Sunday, 30 October 2016

Tips to Save Time in Microsoft Excel

Microsoft Excel is a full-featured tool for workbooks and spreadsheets. Whether you use it at work or at home, using features that save you time means that you can move onto your next chore faster.

1. Time-Saving Templates.

One of the best time-savers for most any task is the use of a template. In Excel, templates are very useful. For project timelines, calendars, invoices, budgets, and more, taking advantage of these convenient pre-formatted tools can definitely save you time.

Obtaining templates that you need is just as easy as using them. The Microsoft website offers a variety of Excel templates for calendars, planners, expense trackers, and time sheets. Vertex42 has a nice selection for schedules, budgets, to-do lists, and balance sheets. Another great resource is Spreadsheet 123 for invoices, inventory, sign-in sheets, and attendance forms.

2. Freezing Rows and Columns

If you have a lengthy spreadsheet containing tons of data, you may have to scroll too far down or even across to view it all. This means you will lose sight of your headings and find yourself constantly scrolling back to see them. However, if you freeze the rows and columns, then those headers will remain as you move through your spreadsheet.


  1. Navigate to the View tab and select Freeze Panes on the ribbon.
  2. In the Freeze Panes drop-down, select Freeze Top Row, Freeze First Column, or choose both if needed.


Now when you scroll up, down, right, or left, you will notice your headers will remain visible. To unfreeze those rows and columns, just select Freeze Panes command again and click Unfreeze Panes. Note that in older versions of Excel, the process is a bit different. Select the cell that is common to both the row and column you want to freeze and then click Freeze Panes.

3. Operating the Fill Handle

The fill handle in Excel can be a huge time-saver when you need to populate multiple cells and there are a few different ways this feature can be used. First, you can quickly create a list of numbers that count up by entering 1 into the first cell and 2 in the cell below it. Then, select both cells and when the fill handle appears, just drag to populate the cells as needed.

When using the feature for dates, you can easily fill a column or row in increments of one day. For instance, you can enter 25/10/2016 into the cell, select that cell, and when the fill handle appears just drag to add subsequent dates. This maneuver also works with days of the week and months of the year as well as downward through a column and across through a row.
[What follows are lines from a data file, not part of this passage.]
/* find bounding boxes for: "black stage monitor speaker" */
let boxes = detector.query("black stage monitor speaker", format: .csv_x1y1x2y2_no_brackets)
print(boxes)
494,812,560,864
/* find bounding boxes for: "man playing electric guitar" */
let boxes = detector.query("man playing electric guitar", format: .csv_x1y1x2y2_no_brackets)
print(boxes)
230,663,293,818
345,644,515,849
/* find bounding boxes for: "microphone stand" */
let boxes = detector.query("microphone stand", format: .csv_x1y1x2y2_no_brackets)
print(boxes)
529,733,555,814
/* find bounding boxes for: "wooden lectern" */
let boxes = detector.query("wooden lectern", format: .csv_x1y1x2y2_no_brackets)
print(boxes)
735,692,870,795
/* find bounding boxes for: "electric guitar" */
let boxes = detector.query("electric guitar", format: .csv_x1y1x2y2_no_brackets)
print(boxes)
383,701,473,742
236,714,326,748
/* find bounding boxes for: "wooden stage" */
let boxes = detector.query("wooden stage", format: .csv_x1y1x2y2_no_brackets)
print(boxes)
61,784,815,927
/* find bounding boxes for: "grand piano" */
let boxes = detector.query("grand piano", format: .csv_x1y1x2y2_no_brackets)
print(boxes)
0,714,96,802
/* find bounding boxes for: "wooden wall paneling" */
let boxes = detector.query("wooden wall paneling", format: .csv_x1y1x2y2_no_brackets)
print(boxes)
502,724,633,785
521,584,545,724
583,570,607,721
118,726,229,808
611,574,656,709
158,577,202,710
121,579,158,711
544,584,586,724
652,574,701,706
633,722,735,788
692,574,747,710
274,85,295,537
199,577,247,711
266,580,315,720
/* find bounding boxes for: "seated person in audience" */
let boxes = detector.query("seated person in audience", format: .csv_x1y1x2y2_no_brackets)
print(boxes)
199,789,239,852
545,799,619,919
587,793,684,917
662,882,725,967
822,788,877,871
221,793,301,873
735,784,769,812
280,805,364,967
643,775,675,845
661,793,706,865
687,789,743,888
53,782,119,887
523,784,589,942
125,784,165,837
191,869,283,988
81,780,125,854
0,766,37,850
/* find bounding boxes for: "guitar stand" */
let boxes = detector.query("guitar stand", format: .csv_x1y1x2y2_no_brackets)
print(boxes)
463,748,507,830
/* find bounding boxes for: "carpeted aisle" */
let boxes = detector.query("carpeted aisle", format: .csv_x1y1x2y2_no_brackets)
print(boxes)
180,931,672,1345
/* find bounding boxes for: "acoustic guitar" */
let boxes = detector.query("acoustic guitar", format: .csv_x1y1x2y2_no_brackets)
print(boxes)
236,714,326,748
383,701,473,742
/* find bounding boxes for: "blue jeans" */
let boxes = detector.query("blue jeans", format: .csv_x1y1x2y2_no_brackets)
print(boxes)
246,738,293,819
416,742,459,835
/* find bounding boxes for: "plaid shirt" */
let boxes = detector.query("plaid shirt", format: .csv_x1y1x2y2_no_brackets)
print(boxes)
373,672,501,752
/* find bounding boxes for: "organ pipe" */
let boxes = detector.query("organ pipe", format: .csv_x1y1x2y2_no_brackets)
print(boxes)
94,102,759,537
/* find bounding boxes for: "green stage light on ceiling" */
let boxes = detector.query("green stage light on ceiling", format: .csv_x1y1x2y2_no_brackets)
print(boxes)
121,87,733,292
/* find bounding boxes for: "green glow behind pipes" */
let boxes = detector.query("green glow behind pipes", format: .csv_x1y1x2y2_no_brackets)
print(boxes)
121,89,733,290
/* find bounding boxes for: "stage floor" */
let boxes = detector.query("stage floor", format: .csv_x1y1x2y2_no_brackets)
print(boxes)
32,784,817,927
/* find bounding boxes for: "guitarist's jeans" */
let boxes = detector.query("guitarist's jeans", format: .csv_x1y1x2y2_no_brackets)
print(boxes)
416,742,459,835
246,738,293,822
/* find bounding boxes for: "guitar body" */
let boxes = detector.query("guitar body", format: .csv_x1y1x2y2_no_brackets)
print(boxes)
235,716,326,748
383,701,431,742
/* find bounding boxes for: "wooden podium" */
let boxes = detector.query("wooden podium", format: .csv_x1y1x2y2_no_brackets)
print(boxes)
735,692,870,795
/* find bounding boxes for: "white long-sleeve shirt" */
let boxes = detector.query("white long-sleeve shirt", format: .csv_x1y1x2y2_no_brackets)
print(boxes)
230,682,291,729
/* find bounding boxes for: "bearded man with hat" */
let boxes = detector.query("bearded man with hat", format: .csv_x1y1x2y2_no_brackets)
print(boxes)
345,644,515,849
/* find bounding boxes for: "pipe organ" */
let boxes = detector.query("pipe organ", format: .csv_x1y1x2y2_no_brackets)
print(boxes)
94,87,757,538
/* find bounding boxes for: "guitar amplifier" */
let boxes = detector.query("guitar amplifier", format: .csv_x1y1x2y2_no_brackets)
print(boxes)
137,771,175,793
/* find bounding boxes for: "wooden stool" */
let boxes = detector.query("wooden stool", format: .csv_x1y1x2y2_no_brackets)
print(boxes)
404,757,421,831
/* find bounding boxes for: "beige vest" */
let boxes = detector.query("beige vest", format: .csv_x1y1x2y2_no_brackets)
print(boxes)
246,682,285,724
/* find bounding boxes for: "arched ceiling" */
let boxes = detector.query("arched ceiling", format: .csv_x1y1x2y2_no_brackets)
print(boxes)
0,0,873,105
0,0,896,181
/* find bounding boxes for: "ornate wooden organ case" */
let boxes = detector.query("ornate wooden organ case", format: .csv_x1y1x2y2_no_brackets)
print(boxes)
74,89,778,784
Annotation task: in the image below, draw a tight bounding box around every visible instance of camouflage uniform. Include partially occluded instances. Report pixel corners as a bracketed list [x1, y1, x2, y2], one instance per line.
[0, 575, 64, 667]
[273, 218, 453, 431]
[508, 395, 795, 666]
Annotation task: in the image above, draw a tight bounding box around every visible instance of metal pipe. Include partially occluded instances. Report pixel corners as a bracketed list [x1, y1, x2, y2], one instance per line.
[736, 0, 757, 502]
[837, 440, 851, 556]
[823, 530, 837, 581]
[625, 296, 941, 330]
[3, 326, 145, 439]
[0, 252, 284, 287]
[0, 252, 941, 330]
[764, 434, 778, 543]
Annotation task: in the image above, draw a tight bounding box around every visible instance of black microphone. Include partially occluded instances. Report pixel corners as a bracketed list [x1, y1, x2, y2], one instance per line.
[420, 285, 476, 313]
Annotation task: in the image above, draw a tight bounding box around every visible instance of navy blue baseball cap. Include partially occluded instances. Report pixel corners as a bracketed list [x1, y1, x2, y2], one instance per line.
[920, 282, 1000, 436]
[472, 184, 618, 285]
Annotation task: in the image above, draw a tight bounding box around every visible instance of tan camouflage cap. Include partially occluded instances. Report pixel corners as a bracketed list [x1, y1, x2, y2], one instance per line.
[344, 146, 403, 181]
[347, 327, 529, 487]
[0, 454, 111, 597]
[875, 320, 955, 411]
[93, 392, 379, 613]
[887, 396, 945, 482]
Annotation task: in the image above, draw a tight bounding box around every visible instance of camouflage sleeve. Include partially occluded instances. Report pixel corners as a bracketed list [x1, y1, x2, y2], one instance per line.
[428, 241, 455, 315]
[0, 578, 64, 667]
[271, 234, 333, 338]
Another handy use for the fill handle is if you need to populate an entire column with the same value for your spreadsheet. If you enter a word or letter, for example, select the cell and double-click the fill handle. This will enter that value into the remaining cells of the column as far down as your spreadsheet has data.

4. Transposing Columns and Rows

If you have a spreadsheet using headings in columns or rows (or both) and decide they would work better the opposite way, there is an easy process to make the change. This saves you from having to retype those headings. Here are the steps to move cells from row headings to column headings.


  1. Select the cells in the column that contain the headings.
  2. Either right-click and select Copy or click the Copy button on the Home tab of the ribbon.
  3. Select the cell in the row and column where you want the headings to start
  4. Either right-click and select Paste Special or click Paste and then Paste Special on the Home tab of the ribbon.
  5. Select the checkbox near the bottom right that says Transpose.
  6. Click Ok.


5. Linking to Tabs or Cells

If your workbook contains several spreadsheets with data being cross-referenced between them, creating a direct link provides speedy access. This is especially helpful if you are sharing a workbook so that others can jump to that data quickly. Follow these simple steps to create the link:


  1. Select the cell containing the data that you want to link.
  2. Either right-click and select Hyperlink or go to the Insert tab and click Hyperlink in the ribbon.
  3. In the pop-up window, select Place in this Document.
  4. Then enter the text to display in that cell, a specific cell reference if desired, and the spreadsheet in the workbook with the data you are linking to.
  5. Click OK.


6. Using Keyboard Shortcuts

If you are an avid Excel user, then keyboard shortcuts can certainly save you time. While there are almost too many keyboard shortcuts to list, here are several that can speed up your tasks.


  1. F4 (or Fn + F4) to repeat the last command, including formatting changes such as color or font.
  2. Alt + H, E, A to erase the contents, formatting, and other data attached to the selected cells.
  3. Ctrl + W to close a spreadsheet and Ctrl + O to open one.
  4. Ctrl + Shift + Colon to enter the current time and Ctrl + Shift + Semicolon for the current date.
  5. Shift + F9 to calculate the active worksheet.
  6. Shift + Tab to move to the previous cell or option.
  7. Ctrl + Home to move to the beginning of the spreadsheet.
  8. Ctrl + Page Down to move to the next spreadsheet in a workbook and Ctrl + Page Up to move to the previous one.